Thank you for your informative posts! I wasn't aware of the term market socialism and didn't know I was talking about that lol
Would such a model eliminate excess competition/unneeded production such as the 'bajillion models of cellphones' the previous user was talking about?
Also, do you think market socialism is a good step to take in implementing socialism/communism or should we support more of a market abolitionist approach?
Market socialism is and always will be in my mind the very first stepping stone to the world beyond it at best, though there are options to jump right over it.
Excessive production, however, will only end with either standardization of certain objects produced (determining them as a physical utility like we treat service utilities such as power, water, heating, etc) under market socialism or when the means of production is a societal "ownership", particularly one where price systems are eliminated and we can begin a safe transition to planned economies.
I am personally about market abolition, but this is because I am a price system abolitionist at heart. Again, at best, it's a stepping stone.
There is still a basis for competition in a marketless society, but the competition isn't as cutthroat as it doesn't have dire consequences for failure that competition under capitalism generates. When the moment where we evolve past markets and price systems arises, competition that remains will likely be driven by renown and acclaim.
Capitalism rarely gives credence to these drivers of activity unless some monetary value can be extracted from them (and even then, corporate entities usually try to take the credit rather than the individual(s) themselves), but without price systems, their place in human motivation becomes much more prominent, because they are part of an over-arching human motivation:
legacy.
In capitalism, wealth becomes the most important and powerful legacy one can offer the world, because it often grants all the others (such as through the corporate equivalent of "stolen valour" I mentioned earlier), especially renown's cousin, prestige.
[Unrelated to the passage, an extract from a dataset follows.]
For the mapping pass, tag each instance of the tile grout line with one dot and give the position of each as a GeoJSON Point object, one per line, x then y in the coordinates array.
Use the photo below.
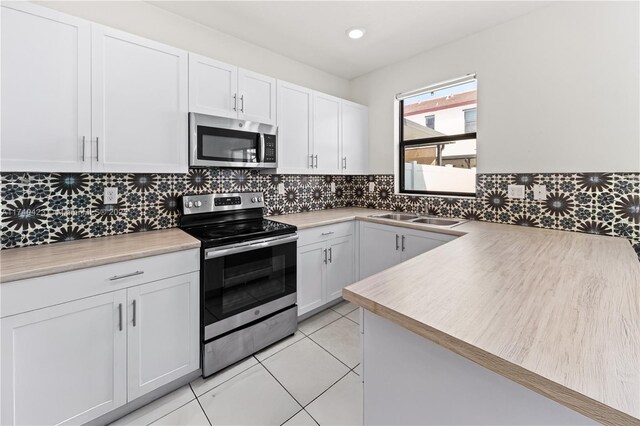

But in a world without a price system, all the other means of creating legacies would undoubtedly bubble up to the forefront. Certain work still does value such legacies for individuals even under capitalism; doctors who come up with new surgical techniques or discover new ailments are often granted renown and acclaim, but that typically is followed by wealth that those things can generate for them.
New ideas and innovations would be the brass ring some strive for in lieu of a competitive edge in a market. So even if there's no corporations and, as an example, there's only one model of refrigerator and everyone is working to design the best, most efficient and most reconfigurable kind of refrigerator, whoever designs them in a way that makes them more efficient, more repairable, etc. earns a bit of renown for their work and are lifted up by their fellow engineers and scientists for a job well done. It leaves something to compete for (to be exalted above one's peers and create a legacy), but removes the desperation.